- The sentiment classification tasks that apply multiple neural network
- python 3(now demo version is python3.6.3)
- pytorch > 0.1(now demo version is 0.3)
- torchtext > 0.1(now demo version is 0.2)
- numpy
the file of hyperparams.py contains all hyperparams that need to modify, based on yours nedds, select neural networks what you want and config the hyperparams.
the file of main-hyperparams.py is the main function,run the command ("python main_hyperparams.py") to execute the demo.
the folder of models contains all neural networks models,likes CNN,DeepCNN,CLSTM,CBiLSTM,CGRU,CNN_LSTM,CNN_BiLSTM,CNN_BiGRU,LSTM,BiLSTM,GRU,CNN_MUI,DeepCNN_MUI,HighWay_CNN,High_BiLSTM.
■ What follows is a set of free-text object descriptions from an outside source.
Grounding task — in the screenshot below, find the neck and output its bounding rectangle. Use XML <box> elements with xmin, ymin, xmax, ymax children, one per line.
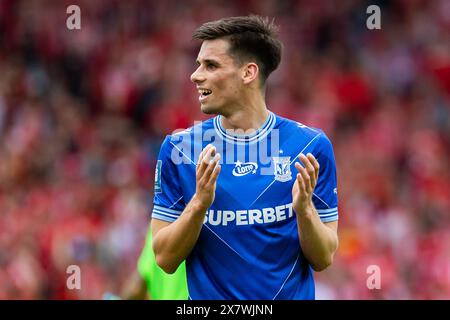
<box><xmin>220</xmin><ymin>94</ymin><xmax>269</xmax><ymax>132</ymax></box>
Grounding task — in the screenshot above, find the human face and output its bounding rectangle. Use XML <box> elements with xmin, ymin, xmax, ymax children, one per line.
<box><xmin>190</xmin><ymin>39</ymin><xmax>243</xmax><ymax>115</ymax></box>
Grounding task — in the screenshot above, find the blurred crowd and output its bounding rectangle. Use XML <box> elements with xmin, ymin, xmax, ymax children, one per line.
<box><xmin>0</xmin><ymin>0</ymin><xmax>449</xmax><ymax>299</ymax></box>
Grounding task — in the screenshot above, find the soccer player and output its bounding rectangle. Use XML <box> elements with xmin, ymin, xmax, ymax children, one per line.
<box><xmin>151</xmin><ymin>15</ymin><xmax>339</xmax><ymax>299</ymax></box>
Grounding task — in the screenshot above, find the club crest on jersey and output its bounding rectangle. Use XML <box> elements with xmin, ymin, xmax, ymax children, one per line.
<box><xmin>273</xmin><ymin>157</ymin><xmax>292</xmax><ymax>182</ymax></box>
<box><xmin>232</xmin><ymin>160</ymin><xmax>258</xmax><ymax>177</ymax></box>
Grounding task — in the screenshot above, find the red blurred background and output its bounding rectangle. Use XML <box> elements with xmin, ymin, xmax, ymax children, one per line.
<box><xmin>0</xmin><ymin>0</ymin><xmax>449</xmax><ymax>299</ymax></box>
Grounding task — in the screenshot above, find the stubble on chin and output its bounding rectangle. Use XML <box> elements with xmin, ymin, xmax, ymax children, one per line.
<box><xmin>200</xmin><ymin>104</ymin><xmax>218</xmax><ymax>115</ymax></box>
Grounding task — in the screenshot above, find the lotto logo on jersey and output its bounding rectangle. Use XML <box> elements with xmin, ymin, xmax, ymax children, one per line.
<box><xmin>273</xmin><ymin>157</ymin><xmax>292</xmax><ymax>182</ymax></box>
<box><xmin>232</xmin><ymin>161</ymin><xmax>258</xmax><ymax>177</ymax></box>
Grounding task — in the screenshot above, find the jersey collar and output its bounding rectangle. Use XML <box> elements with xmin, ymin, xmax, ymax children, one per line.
<box><xmin>213</xmin><ymin>111</ymin><xmax>276</xmax><ymax>144</ymax></box>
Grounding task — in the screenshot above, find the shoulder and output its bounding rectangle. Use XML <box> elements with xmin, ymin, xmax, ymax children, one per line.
<box><xmin>274</xmin><ymin>113</ymin><xmax>324</xmax><ymax>139</ymax></box>
<box><xmin>157</xmin><ymin>117</ymin><xmax>216</xmax><ymax>164</ymax></box>
<box><xmin>160</xmin><ymin>117</ymin><xmax>216</xmax><ymax>146</ymax></box>
<box><xmin>166</xmin><ymin>117</ymin><xmax>215</xmax><ymax>141</ymax></box>
<box><xmin>274</xmin><ymin>113</ymin><xmax>334</xmax><ymax>153</ymax></box>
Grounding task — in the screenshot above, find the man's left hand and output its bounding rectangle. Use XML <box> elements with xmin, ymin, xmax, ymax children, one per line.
<box><xmin>292</xmin><ymin>153</ymin><xmax>320</xmax><ymax>216</ymax></box>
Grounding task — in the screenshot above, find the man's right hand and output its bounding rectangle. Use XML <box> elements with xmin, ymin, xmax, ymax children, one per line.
<box><xmin>192</xmin><ymin>144</ymin><xmax>221</xmax><ymax>212</ymax></box>
<box><xmin>151</xmin><ymin>144</ymin><xmax>221</xmax><ymax>274</ymax></box>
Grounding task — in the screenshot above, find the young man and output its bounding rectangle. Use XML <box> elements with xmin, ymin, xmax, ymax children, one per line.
<box><xmin>151</xmin><ymin>15</ymin><xmax>339</xmax><ymax>300</ymax></box>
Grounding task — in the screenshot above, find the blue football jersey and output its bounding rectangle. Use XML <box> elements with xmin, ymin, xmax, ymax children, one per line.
<box><xmin>152</xmin><ymin>112</ymin><xmax>338</xmax><ymax>300</ymax></box>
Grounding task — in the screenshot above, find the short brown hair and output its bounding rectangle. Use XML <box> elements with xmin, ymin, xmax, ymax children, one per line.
<box><xmin>192</xmin><ymin>15</ymin><xmax>282</xmax><ymax>85</ymax></box>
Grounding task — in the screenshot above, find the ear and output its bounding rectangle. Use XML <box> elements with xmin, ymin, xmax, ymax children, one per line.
<box><xmin>242</xmin><ymin>62</ymin><xmax>259</xmax><ymax>85</ymax></box>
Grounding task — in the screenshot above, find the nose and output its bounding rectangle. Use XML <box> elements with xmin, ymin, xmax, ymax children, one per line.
<box><xmin>190</xmin><ymin>66</ymin><xmax>205</xmax><ymax>84</ymax></box>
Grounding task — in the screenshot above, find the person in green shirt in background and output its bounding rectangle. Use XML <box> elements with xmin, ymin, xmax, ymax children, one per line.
<box><xmin>136</xmin><ymin>224</ymin><xmax>189</xmax><ymax>299</ymax></box>
<box><xmin>104</xmin><ymin>223</ymin><xmax>189</xmax><ymax>300</ymax></box>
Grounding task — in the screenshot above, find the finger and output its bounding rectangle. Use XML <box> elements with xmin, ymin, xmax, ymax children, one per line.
<box><xmin>202</xmin><ymin>145</ymin><xmax>216</xmax><ymax>165</ymax></box>
<box><xmin>296</xmin><ymin>172</ymin><xmax>306</xmax><ymax>198</ymax></box>
<box><xmin>201</xmin><ymin>146</ymin><xmax>216</xmax><ymax>178</ymax></box>
<box><xmin>197</xmin><ymin>144</ymin><xmax>212</xmax><ymax>176</ymax></box>
<box><xmin>197</xmin><ymin>144</ymin><xmax>210</xmax><ymax>166</ymax></box>
<box><xmin>295</xmin><ymin>161</ymin><xmax>312</xmax><ymax>193</ymax></box>
<box><xmin>300</xmin><ymin>153</ymin><xmax>317</xmax><ymax>188</ymax></box>
<box><xmin>300</xmin><ymin>153</ymin><xmax>315</xmax><ymax>177</ymax></box>
<box><xmin>307</xmin><ymin>153</ymin><xmax>320</xmax><ymax>181</ymax></box>
<box><xmin>299</xmin><ymin>165</ymin><xmax>312</xmax><ymax>193</ymax></box>
<box><xmin>202</xmin><ymin>153</ymin><xmax>220</xmax><ymax>181</ymax></box>
<box><xmin>294</xmin><ymin>162</ymin><xmax>306</xmax><ymax>184</ymax></box>
<box><xmin>207</xmin><ymin>163</ymin><xmax>221</xmax><ymax>186</ymax></box>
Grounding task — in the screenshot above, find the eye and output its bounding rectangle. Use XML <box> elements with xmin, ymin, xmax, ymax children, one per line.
<box><xmin>206</xmin><ymin>63</ymin><xmax>217</xmax><ymax>71</ymax></box>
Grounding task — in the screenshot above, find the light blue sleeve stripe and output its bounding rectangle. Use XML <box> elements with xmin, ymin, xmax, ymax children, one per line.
<box><xmin>151</xmin><ymin>212</ymin><xmax>177</xmax><ymax>223</ymax></box>
<box><xmin>318</xmin><ymin>210</ymin><xmax>338</xmax><ymax>217</ymax></box>
<box><xmin>320</xmin><ymin>214</ymin><xmax>338</xmax><ymax>223</ymax></box>
<box><xmin>317</xmin><ymin>207</ymin><xmax>338</xmax><ymax>214</ymax></box>
<box><xmin>153</xmin><ymin>209</ymin><xmax>179</xmax><ymax>219</ymax></box>
<box><xmin>153</xmin><ymin>205</ymin><xmax>183</xmax><ymax>215</ymax></box>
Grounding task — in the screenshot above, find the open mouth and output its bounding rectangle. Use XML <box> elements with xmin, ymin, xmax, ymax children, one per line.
<box><xmin>200</xmin><ymin>89</ymin><xmax>212</xmax><ymax>96</ymax></box>
<box><xmin>199</xmin><ymin>89</ymin><xmax>212</xmax><ymax>101</ymax></box>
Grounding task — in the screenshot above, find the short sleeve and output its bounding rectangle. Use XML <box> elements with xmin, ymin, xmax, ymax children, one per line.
<box><xmin>151</xmin><ymin>135</ymin><xmax>185</xmax><ymax>222</ymax></box>
<box><xmin>312</xmin><ymin>133</ymin><xmax>339</xmax><ymax>222</ymax></box>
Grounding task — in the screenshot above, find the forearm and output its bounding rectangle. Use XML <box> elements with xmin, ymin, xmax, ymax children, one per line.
<box><xmin>296</xmin><ymin>206</ymin><xmax>338</xmax><ymax>272</ymax></box>
<box><xmin>152</xmin><ymin>195</ymin><xmax>207</xmax><ymax>273</ymax></box>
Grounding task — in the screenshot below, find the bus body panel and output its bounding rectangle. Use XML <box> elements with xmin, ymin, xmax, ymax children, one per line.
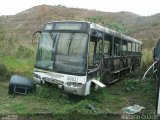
<box><xmin>34</xmin><ymin>68</ymin><xmax>91</xmax><ymax>96</ymax></box>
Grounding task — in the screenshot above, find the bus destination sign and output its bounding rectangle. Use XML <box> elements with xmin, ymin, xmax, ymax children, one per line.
<box><xmin>54</xmin><ymin>23</ymin><xmax>82</xmax><ymax>30</ymax></box>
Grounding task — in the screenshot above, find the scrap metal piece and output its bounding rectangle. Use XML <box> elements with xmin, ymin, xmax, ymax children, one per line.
<box><xmin>122</xmin><ymin>104</ymin><xmax>144</xmax><ymax>114</ymax></box>
<box><xmin>142</xmin><ymin>61</ymin><xmax>157</xmax><ymax>80</ymax></box>
<box><xmin>88</xmin><ymin>104</ymin><xmax>96</xmax><ymax>112</ymax></box>
<box><xmin>91</xmin><ymin>79</ymin><xmax>106</xmax><ymax>87</ymax></box>
<box><xmin>8</xmin><ymin>75</ymin><xmax>36</xmax><ymax>95</ymax></box>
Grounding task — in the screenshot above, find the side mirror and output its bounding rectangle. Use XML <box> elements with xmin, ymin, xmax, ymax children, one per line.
<box><xmin>33</xmin><ymin>31</ymin><xmax>42</xmax><ymax>36</ymax></box>
<box><xmin>92</xmin><ymin>31</ymin><xmax>98</xmax><ymax>37</ymax></box>
<box><xmin>32</xmin><ymin>31</ymin><xmax>42</xmax><ymax>44</ymax></box>
<box><xmin>90</xmin><ymin>31</ymin><xmax>98</xmax><ymax>42</ymax></box>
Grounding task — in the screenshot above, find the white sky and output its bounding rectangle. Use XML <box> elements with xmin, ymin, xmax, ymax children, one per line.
<box><xmin>0</xmin><ymin>0</ymin><xmax>160</xmax><ymax>16</ymax></box>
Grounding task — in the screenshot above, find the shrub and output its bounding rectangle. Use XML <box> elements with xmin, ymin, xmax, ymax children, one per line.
<box><xmin>123</xmin><ymin>79</ymin><xmax>140</xmax><ymax>92</ymax></box>
<box><xmin>0</xmin><ymin>64</ymin><xmax>11</xmax><ymax>81</ymax></box>
<box><xmin>140</xmin><ymin>49</ymin><xmax>153</xmax><ymax>72</ymax></box>
<box><xmin>107</xmin><ymin>22</ymin><xmax>128</xmax><ymax>34</ymax></box>
<box><xmin>15</xmin><ymin>45</ymin><xmax>36</xmax><ymax>58</ymax></box>
<box><xmin>87</xmin><ymin>16</ymin><xmax>106</xmax><ymax>25</ymax></box>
the file of train_ALL_CNN.py is the train function about CNN
the file of train_ALL_LSTM.py,train_ALL_LSTM_1.py is the train function about LSTM
the folder of loaddata contains some file of load dataset
the folder of word2vec is the file of word embedding that you want to use
the folder of data contains the dataset file,contains train data,dev data,test data.
the file of Parameters.txt is being used to save all parameters values.
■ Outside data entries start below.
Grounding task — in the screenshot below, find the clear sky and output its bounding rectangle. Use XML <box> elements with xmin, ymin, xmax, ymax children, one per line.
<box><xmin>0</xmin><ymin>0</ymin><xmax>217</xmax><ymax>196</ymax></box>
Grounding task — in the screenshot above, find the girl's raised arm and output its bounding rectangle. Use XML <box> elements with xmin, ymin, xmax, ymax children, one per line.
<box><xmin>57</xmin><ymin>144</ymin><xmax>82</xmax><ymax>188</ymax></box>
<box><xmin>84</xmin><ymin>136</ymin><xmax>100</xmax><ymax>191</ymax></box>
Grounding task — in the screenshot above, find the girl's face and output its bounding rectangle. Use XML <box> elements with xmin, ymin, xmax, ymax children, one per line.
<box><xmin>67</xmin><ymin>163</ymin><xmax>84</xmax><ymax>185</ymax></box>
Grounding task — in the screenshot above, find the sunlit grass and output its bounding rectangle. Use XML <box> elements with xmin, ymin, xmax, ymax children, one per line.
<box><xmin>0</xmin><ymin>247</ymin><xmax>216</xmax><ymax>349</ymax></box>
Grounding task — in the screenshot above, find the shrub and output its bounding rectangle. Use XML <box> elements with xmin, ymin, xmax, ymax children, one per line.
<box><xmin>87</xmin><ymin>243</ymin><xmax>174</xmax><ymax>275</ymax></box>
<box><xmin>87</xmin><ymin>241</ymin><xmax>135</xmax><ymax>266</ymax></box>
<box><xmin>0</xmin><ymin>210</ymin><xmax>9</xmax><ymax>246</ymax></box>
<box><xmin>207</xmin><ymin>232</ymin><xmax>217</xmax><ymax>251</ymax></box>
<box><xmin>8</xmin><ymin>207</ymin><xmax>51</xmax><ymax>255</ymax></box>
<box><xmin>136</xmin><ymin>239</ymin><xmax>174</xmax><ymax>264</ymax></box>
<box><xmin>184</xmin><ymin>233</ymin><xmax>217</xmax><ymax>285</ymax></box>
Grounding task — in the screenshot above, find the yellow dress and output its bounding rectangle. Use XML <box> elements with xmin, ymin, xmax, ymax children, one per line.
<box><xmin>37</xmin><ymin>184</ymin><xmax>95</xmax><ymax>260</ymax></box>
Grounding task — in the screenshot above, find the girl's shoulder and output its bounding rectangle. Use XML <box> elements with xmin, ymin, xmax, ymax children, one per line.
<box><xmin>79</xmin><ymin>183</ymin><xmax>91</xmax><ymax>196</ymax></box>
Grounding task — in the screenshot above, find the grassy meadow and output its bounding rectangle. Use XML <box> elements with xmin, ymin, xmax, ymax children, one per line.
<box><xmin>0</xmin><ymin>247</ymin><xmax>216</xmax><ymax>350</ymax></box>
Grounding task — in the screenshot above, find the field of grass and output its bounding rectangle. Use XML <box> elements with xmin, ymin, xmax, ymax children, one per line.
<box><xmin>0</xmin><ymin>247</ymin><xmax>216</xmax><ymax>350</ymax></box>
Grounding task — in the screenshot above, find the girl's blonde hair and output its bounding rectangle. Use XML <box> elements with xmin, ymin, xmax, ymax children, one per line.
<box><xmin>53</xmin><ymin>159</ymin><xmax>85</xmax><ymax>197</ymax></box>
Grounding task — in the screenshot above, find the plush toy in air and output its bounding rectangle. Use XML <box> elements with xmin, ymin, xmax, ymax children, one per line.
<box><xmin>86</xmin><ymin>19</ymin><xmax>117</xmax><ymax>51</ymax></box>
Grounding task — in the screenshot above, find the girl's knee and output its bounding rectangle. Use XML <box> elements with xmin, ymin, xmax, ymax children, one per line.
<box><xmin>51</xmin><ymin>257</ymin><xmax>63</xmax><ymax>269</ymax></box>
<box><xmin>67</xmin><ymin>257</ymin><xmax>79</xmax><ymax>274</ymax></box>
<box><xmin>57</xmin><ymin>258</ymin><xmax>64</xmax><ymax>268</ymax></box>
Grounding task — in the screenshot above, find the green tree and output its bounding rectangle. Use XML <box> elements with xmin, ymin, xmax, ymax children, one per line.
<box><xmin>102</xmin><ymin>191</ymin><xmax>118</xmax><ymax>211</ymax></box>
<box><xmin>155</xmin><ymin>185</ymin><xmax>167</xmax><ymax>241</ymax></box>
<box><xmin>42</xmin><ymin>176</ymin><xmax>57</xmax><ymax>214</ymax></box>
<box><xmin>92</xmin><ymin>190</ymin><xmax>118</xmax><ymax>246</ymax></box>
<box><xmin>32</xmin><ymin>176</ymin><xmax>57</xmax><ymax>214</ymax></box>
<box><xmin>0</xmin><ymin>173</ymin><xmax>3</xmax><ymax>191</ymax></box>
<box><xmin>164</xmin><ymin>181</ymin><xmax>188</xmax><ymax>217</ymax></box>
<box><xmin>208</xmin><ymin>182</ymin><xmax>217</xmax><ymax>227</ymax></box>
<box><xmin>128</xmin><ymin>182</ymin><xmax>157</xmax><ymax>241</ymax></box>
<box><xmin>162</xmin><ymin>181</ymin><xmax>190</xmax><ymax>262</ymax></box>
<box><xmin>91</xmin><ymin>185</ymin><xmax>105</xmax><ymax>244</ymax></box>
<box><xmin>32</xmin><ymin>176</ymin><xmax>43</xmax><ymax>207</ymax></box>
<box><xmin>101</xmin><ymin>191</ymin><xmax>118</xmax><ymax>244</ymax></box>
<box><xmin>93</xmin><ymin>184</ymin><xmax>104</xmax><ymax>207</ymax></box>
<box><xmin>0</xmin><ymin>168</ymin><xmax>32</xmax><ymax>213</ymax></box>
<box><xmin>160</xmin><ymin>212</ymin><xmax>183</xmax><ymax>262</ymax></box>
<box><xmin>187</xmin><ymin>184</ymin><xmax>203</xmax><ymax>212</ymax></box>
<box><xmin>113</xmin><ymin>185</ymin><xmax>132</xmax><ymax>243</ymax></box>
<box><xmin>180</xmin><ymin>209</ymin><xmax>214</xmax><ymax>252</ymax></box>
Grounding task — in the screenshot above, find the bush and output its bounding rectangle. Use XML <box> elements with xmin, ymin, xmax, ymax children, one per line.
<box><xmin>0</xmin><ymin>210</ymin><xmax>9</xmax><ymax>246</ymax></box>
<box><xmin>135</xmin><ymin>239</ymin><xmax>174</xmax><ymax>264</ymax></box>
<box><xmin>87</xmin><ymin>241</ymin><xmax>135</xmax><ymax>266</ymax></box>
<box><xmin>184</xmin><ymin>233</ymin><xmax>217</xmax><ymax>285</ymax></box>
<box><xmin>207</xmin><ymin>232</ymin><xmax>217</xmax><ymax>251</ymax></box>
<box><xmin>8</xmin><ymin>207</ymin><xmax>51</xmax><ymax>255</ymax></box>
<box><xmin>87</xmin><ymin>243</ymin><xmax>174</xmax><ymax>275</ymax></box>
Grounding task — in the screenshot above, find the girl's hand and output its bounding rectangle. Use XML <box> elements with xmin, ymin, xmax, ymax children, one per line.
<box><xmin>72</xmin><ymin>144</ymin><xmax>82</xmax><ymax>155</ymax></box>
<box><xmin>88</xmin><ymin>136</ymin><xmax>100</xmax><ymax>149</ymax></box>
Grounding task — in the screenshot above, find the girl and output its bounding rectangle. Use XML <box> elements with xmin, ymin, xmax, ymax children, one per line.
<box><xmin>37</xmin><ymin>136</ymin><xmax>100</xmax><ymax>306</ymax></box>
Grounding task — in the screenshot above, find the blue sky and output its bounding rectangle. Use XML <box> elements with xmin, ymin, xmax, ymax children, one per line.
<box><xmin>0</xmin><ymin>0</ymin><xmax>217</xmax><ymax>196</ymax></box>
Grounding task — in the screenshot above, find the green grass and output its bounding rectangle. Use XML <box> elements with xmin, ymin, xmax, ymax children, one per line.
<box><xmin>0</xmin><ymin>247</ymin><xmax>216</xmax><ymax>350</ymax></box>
the file of Test_Result.txt is being used to save the result of test,in the demo,save a model and test a model immediately,and int the end of training, will calculate the best result value.
- the word embedding file saved in the folder of word2vec, but now is empty, because of it is to big,so if you want to use word embedding,you can to download word2vec or glove file, then saved in the folder of word2vec,and make the option of word_Embedding to True and modifiy the value of word_Embedding_Path in the hyperparams.py file.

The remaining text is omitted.